A pesar de la fugacidad de mi estancia, comprendo que la virtud del lugar radica en una sabia sencillez como forma de vida, en una perspectiva práctica que abunda en la tranquilidad como un estado permanente de ánimo que procura trasladarse a los demás y en sostener un diálogo callado y enriquecedor que nunca olvide la importancia del entorno de esta reconocida Reserva de la Biosfera. Quizá solo se trate, en definitiva, de aprovechar con inteligencia un cierto aislamiento que combaten solo con relativa eficacia las líneas aéreas de bajo coste.
En mis conversaciones insulares, aparte del interés por su historia abrumada por el gran saqueo turco y una escéptica visión territorial nacida con la serie de protectorados que inicia el anguloso Tratado de Utrech, me interesa una perceptible sensación amurallada de los habitantes de la ciudad. Aunque desaparecida, la vieja muralla -tantas veces inútil- sigue impresa en la memoria vital de aquel espacio milenario. Se tiene la constante certidumbre de que una muralla invisible, coincidente con su antiguo trazado y con las calles tranquilas que circundan su casco histórico, se alza cada noche de manera que la exactitud del recinto, previsible como un cambio de guardia, aún protege a sus habitantes de todo aquello que acecha sobre las aguas palpitantes del Mediterráneo, como una especie de sortilegio.

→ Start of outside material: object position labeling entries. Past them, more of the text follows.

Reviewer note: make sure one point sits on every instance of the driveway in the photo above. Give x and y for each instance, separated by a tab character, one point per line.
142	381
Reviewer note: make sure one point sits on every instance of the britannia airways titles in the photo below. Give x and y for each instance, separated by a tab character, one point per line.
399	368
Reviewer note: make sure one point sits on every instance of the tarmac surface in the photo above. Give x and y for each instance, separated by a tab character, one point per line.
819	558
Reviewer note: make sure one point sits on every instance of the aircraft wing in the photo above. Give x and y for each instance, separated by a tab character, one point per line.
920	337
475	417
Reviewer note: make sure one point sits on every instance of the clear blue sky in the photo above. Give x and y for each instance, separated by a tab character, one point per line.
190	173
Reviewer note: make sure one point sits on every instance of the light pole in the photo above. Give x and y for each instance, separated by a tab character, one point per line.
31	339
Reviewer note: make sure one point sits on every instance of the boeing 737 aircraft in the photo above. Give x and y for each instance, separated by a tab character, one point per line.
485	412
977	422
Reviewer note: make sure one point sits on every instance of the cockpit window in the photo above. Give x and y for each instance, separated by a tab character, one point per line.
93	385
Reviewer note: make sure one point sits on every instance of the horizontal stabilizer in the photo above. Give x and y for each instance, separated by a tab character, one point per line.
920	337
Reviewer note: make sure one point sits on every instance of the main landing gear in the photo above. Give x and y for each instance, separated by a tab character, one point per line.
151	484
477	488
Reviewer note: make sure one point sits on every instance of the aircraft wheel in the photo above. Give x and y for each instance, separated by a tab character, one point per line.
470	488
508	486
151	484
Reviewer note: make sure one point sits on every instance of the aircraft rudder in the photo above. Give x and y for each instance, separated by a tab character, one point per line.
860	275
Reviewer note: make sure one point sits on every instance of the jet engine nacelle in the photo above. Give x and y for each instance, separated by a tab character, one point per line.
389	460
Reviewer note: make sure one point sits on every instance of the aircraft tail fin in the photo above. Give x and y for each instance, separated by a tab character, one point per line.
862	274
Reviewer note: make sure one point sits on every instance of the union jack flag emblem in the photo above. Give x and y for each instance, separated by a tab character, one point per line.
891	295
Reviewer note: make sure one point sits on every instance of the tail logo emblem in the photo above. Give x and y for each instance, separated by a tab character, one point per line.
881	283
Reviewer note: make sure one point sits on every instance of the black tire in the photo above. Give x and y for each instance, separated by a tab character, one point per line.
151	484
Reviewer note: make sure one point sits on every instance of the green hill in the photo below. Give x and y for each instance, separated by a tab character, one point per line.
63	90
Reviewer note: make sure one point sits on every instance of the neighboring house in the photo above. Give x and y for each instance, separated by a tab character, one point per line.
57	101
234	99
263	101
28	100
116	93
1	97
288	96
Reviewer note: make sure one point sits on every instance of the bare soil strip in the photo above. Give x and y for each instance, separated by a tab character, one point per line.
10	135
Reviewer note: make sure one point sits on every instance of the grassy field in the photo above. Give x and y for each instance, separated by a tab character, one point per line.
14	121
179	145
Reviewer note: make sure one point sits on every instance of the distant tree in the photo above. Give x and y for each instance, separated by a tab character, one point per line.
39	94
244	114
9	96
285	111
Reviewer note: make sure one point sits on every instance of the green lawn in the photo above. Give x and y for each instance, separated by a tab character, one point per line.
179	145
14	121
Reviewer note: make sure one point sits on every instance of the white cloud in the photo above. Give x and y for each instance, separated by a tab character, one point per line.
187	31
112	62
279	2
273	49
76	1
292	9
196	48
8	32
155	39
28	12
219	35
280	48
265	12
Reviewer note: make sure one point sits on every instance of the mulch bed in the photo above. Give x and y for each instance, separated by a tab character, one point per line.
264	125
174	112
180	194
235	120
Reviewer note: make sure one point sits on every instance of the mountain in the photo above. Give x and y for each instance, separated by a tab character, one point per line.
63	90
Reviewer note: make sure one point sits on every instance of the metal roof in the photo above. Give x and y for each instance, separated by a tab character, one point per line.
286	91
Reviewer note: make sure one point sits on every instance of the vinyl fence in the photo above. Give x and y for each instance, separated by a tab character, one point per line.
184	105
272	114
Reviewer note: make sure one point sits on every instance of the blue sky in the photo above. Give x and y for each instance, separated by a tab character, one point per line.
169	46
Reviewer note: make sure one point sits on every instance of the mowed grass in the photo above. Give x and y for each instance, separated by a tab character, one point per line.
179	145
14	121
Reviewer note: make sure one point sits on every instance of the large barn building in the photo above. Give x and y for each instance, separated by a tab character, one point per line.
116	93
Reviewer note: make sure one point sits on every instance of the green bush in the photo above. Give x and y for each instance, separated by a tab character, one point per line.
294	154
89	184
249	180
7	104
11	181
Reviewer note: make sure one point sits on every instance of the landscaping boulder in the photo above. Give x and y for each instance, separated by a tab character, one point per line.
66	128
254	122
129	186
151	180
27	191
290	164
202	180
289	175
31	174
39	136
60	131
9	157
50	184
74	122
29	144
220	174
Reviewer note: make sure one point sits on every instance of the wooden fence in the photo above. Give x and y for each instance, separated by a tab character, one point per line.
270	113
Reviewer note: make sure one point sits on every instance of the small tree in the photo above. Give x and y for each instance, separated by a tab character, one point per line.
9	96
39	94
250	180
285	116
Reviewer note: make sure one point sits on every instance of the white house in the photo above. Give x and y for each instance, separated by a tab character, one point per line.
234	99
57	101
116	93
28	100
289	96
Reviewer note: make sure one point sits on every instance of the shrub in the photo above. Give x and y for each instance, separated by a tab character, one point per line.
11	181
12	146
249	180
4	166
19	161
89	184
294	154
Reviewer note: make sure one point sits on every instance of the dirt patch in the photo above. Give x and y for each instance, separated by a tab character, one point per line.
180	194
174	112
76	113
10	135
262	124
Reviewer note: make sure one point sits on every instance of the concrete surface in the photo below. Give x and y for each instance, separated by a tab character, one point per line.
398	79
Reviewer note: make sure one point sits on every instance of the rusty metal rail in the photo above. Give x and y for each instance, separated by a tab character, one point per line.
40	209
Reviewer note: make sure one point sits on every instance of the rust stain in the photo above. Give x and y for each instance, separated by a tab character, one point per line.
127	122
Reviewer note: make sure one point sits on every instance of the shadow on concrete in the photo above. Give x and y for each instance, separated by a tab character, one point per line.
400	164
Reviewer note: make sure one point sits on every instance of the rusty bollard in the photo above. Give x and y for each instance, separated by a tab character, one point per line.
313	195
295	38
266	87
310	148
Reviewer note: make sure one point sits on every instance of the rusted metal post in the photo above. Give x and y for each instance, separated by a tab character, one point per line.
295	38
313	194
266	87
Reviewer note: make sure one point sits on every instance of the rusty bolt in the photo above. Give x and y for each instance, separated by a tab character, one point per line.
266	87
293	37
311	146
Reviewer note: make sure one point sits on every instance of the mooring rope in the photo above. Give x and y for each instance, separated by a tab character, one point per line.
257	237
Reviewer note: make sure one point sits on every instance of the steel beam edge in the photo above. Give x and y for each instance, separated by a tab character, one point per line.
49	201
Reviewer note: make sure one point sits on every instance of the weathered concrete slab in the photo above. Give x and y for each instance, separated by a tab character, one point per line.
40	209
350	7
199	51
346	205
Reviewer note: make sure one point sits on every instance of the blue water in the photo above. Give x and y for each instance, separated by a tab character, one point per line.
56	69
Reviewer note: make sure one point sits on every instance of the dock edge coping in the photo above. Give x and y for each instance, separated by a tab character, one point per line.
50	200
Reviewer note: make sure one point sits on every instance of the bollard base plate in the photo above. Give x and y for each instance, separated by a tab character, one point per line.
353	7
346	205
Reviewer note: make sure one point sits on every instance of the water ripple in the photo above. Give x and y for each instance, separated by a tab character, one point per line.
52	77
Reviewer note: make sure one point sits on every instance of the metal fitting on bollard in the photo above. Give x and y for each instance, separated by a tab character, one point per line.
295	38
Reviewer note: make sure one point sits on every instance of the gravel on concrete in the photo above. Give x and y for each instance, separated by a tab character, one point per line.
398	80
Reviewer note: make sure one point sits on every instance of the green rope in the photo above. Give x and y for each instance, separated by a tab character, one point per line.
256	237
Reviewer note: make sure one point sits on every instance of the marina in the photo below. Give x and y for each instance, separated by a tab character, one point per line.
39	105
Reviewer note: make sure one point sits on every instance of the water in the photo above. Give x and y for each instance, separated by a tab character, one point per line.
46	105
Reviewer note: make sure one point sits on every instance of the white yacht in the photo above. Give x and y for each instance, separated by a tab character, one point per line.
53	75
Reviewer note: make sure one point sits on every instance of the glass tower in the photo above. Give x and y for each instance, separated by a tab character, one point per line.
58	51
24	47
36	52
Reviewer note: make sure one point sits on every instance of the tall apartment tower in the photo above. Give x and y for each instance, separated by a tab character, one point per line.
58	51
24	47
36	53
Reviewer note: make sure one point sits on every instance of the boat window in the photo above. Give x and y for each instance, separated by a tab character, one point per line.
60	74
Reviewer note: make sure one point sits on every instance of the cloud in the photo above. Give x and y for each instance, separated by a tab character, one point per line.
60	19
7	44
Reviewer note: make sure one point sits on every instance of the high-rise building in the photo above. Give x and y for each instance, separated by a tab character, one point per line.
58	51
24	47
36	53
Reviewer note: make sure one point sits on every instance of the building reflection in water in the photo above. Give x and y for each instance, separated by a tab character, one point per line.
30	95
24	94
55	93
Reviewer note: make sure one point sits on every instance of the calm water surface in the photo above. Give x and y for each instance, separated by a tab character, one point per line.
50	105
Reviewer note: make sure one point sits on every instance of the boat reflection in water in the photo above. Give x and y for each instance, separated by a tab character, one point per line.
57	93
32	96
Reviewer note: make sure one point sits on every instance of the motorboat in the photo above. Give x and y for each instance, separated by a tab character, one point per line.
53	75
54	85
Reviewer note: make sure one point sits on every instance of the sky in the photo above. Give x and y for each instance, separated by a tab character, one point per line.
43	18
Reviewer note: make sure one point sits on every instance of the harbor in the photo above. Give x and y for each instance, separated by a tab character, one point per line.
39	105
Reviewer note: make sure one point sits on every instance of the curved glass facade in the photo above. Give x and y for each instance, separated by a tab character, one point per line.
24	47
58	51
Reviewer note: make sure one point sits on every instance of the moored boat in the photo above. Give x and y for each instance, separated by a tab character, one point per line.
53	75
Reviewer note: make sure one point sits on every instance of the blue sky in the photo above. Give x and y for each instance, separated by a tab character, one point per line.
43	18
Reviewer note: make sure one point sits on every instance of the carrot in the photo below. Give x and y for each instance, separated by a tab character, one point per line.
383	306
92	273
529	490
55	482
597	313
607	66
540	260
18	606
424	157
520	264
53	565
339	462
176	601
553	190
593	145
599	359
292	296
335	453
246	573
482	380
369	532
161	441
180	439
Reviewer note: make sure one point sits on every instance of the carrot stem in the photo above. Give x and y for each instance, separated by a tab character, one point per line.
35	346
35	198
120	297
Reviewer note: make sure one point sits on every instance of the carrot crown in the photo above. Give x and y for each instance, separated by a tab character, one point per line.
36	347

Hay una cierta calidad de los pueblos ibéricos para ver en todo lo que ya no está, como nos advirtió Fernando Pessoa. Aquí, la muralla desaparecida se ha convertido en una imponente muralla interior, sentida en la inquietud que nace en cada uno como una forma de alerta silenciosa conjugada con vientos frecuentes y otras asperezas pasajeras de un clima reparador. Menorca, ocupa un espacio vital para la historia europea que la hace propicia a los ataques crueles y desmedidos. Y al final, la muralla invisible nos advierte de nuestro propio temor, de aquello que nos consume sin remedio, sea cuál sea el firme devenir del tiempo que nos toca vivir. Hasta el rito circular de los honderos baleares, antes de arrojar sus terribles cantos rodados, parece aquí la búsqueda de otro círculo mágico que los envuelva para protegerse del peligro.